The purchase agreement is a collection of terms and conditions, and so does not provide a narrative description of the deal, which can be useful after the deal has closed, in case the parties argue over the intent behind certain aspects of the transaction. To avoid this problem, write a closing memorandum immediately after the purchase agreement has been finalized, and include it in the front of the purchase agreement binder. The closing memorandum should describe the background and substance of the transaction, and any unusual issues that arose. This is written by the buyer’s attorneys, and so views the transaction from the buyer’s perspective. A synopsis of a closing memorandum follows:
This memorandum summarizes information relating to the closing of the acquisition of Seller by Buyer.
- Background: An earlier version of this transaction was planned for closing on [date]. However, the majority holder of the Seller’s convertible preferred stock, Mr. Smith, objected to the proposed conversion ratio for his stock into that of the Buyer’s common stock. The parties later negotiated a revised conversion ratio, resulting in a term sheet dated ____, which provided a basis for an agreement with the Buyer. The term sheet is an attachment to this memorandum, although it was not technically a closing document. Given the difficulty of dealing with Mr. Smith, the term sheet may provide a useful point of reference in the event of future problems.
- Timing of Closing: The final closing documents were executed on March __, ____ while the articles of merger were actually recorded a day later. Under our closing provisions, we will take the position that all of the merger transactions occurred simultaneously. Documents were exchanged by fax and overnight delivery service.
- Structure: The transaction was structured as a reverse triangular merger in order to achieve tax deferred status for the Seller. Accordingly, 100% of the payment to the Seller was in the form of the Buyer’s stock. This was accompanied by a one-year lockup agreement. The parties agreed that a registration rights agreement was not needed, since the seller’s shareholders could register their stock under the SEC’s Rule 144. The conversion ratio of Seller stock to Buyer stock was set at 0.5532941. Given the high level of the Buyer’s stock price fluctuation at the time of the transaction, the parties also agreed to a true-up transaction, whereby the Buyer would issue additional shares to the Seller’s shareholders after six months, if the Buyer’s stock price had declined by more than 10 percent.
- Options: A complicating factor was the existence of a large number of Seller options. The parties agreed to convert the Seller options into an equivalent number of buyer options, using a conversion ratio of 2:1 (Seller options to Buyer options). Thus, one Buyer option was issued in exchange for the cancellation of two Seller options. The exercise price for each converted option was set at the current fair market value of the Buyer’s stock, which was $4.50. Because the new options were issued at fair market value, they should qualify as incentive stock options.

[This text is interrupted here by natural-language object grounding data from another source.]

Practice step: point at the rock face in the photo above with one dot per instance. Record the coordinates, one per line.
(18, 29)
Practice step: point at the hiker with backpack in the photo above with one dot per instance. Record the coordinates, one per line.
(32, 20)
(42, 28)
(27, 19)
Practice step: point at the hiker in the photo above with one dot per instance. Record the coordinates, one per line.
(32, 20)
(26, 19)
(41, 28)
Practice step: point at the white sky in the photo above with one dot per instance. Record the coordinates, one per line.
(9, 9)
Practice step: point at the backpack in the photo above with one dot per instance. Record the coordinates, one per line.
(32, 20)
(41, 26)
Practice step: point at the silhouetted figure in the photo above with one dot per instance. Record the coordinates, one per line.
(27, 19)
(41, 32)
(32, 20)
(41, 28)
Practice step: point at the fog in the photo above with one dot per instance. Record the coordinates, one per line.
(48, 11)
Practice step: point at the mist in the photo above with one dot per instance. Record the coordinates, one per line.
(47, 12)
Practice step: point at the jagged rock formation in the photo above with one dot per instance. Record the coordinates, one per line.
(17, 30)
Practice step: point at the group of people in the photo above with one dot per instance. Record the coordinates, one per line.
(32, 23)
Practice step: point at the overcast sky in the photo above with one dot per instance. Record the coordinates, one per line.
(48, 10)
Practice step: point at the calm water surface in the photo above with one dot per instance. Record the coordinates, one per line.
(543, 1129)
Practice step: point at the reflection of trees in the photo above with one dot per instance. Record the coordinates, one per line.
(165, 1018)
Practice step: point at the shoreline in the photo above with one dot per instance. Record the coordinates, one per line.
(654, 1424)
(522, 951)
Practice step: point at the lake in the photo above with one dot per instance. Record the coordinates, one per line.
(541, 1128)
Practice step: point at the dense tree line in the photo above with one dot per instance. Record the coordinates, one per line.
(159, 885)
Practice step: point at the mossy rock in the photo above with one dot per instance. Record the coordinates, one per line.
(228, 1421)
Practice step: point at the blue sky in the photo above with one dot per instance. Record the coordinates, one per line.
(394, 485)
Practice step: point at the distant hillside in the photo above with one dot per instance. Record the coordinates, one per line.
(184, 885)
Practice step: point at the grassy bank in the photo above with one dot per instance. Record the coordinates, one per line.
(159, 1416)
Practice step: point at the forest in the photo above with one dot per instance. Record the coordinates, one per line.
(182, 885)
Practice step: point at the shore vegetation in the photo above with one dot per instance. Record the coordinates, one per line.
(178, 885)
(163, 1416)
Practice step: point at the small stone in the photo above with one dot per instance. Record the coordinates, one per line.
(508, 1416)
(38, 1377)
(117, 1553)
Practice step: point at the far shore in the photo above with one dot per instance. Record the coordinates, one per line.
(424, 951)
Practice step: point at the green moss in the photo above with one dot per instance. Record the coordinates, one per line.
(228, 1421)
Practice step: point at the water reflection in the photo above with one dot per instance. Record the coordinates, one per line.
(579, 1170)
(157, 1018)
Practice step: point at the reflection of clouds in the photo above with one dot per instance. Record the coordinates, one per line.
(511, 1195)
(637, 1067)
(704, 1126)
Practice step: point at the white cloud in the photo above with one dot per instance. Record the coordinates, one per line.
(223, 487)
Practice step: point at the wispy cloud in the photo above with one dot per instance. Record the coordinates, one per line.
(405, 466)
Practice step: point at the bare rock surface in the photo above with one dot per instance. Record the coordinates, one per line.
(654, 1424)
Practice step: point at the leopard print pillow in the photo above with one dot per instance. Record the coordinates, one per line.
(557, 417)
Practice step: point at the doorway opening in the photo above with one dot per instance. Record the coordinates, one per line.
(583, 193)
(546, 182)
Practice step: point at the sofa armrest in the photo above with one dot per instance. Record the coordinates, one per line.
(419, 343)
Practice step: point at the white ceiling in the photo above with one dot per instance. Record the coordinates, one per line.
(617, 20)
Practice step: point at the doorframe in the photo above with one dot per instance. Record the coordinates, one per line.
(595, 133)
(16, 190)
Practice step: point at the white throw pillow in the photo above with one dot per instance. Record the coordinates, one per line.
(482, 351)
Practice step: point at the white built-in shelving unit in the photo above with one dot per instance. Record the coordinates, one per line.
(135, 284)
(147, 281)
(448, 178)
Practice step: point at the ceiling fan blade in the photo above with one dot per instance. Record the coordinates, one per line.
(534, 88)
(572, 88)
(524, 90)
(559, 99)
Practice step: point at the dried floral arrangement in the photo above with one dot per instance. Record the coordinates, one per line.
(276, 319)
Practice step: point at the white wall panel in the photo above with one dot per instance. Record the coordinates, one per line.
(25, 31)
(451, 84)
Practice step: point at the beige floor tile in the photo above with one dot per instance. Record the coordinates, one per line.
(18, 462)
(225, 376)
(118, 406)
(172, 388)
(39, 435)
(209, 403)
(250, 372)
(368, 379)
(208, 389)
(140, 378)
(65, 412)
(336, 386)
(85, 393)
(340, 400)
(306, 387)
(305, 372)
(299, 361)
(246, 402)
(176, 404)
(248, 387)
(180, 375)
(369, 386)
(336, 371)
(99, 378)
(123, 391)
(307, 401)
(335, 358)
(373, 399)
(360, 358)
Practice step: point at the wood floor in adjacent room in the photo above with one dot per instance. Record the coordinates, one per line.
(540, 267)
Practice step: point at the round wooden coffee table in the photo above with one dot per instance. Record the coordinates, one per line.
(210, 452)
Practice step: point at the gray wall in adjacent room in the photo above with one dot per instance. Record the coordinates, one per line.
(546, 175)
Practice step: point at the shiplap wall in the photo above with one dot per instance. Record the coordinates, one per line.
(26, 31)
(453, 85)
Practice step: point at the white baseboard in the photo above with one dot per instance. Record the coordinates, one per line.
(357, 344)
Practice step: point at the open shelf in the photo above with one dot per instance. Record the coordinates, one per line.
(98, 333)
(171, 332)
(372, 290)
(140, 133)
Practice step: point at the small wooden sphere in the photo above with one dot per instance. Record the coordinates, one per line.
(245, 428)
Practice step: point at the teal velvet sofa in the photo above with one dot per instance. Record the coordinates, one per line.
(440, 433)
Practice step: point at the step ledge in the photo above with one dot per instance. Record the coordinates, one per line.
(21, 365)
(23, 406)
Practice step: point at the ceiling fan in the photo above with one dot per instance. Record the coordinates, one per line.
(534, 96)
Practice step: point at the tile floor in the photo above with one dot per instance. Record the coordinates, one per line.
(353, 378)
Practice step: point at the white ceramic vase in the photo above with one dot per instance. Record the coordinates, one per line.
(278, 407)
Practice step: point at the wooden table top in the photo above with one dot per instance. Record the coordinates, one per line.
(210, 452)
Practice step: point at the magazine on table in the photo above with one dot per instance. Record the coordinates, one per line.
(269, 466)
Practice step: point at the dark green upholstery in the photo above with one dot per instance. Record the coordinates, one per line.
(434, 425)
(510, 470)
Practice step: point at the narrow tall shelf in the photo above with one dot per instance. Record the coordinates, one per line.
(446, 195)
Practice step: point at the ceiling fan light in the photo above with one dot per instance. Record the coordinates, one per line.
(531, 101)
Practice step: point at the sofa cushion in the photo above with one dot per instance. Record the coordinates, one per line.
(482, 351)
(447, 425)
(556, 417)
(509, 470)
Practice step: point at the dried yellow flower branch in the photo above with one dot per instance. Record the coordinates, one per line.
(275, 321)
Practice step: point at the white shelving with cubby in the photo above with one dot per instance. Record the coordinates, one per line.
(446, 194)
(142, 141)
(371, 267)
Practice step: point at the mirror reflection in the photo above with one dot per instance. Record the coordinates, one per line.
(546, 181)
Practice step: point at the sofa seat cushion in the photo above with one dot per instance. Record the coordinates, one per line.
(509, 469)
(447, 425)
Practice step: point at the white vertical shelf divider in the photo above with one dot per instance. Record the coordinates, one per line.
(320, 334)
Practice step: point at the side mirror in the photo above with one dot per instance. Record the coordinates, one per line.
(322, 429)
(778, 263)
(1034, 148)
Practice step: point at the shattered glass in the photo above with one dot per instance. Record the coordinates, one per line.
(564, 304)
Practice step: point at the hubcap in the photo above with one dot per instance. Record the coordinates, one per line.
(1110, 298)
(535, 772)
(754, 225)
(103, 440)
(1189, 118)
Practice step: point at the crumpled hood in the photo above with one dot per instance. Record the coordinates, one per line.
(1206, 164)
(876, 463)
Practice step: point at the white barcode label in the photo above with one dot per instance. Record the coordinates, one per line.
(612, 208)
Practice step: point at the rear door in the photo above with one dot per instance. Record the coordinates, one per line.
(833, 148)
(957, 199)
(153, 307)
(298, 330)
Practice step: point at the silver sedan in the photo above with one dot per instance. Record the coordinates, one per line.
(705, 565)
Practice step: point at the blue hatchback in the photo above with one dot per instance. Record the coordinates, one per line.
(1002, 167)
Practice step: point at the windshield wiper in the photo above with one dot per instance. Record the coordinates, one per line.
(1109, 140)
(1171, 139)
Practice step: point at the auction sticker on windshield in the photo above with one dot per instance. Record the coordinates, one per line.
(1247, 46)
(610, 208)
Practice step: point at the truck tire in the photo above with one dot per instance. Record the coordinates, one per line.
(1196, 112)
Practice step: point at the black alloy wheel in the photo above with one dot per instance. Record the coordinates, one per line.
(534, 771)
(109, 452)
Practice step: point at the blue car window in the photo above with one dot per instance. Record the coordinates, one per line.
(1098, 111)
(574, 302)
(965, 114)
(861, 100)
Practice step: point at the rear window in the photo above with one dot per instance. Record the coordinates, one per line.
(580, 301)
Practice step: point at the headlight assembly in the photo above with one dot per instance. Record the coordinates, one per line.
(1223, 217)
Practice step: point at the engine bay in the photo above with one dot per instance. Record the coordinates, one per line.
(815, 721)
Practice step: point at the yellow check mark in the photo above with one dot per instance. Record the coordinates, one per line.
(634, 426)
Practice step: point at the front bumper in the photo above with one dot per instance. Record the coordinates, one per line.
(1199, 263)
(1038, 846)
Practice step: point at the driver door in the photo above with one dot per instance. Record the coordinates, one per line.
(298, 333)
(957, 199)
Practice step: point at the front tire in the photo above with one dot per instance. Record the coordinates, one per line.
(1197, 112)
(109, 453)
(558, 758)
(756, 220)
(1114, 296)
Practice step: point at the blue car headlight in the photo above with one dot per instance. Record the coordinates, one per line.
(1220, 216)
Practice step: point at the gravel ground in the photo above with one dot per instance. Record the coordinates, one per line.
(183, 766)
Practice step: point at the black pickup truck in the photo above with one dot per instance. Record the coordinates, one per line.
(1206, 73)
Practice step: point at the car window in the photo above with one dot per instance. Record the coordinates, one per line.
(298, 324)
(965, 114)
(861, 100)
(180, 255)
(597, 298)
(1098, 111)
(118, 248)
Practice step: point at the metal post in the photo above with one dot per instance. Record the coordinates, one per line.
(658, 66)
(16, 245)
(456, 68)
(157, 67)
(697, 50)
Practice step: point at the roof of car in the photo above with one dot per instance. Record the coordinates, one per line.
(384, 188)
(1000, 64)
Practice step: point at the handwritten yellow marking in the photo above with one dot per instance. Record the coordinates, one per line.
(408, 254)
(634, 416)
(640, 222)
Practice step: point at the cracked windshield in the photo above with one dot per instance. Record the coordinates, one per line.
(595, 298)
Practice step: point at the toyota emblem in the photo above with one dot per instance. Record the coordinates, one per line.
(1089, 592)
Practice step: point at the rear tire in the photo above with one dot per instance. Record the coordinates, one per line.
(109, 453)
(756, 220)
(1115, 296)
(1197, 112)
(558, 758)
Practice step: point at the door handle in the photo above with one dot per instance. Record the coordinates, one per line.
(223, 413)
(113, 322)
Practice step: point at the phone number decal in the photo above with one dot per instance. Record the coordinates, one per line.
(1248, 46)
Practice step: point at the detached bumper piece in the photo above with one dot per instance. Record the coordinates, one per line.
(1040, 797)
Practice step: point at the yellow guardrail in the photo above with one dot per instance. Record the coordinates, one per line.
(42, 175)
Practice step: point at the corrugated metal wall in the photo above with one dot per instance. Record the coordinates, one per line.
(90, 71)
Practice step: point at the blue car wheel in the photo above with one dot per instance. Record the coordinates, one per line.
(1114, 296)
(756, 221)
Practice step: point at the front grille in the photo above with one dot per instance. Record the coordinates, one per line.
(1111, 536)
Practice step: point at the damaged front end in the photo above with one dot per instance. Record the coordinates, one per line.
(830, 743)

- Due Diligence: The Buyer’s due diligence team reviewed the Seller’s materials on-site during [date range]. One problem area was the need for a bank consent on the Buyer’s line of credit, which was paid off following the transaction.
- Employment Arrangements: All Seller employees were required to sign an offer letter from the Buyer. Principal employees of the Seller were required to enter a non-competition and confidentiality agreement with the Buyer, while other Seller employees only signed a confidentiality agreement.
- Indemnification: The indemnification provisions in the agreement are somewhat weak and were the subject of extended negotiations on both sides. There were arguments about escrowing some of the stock, which were rejected. All Seller stockholders indemnified the Buyer for fraud.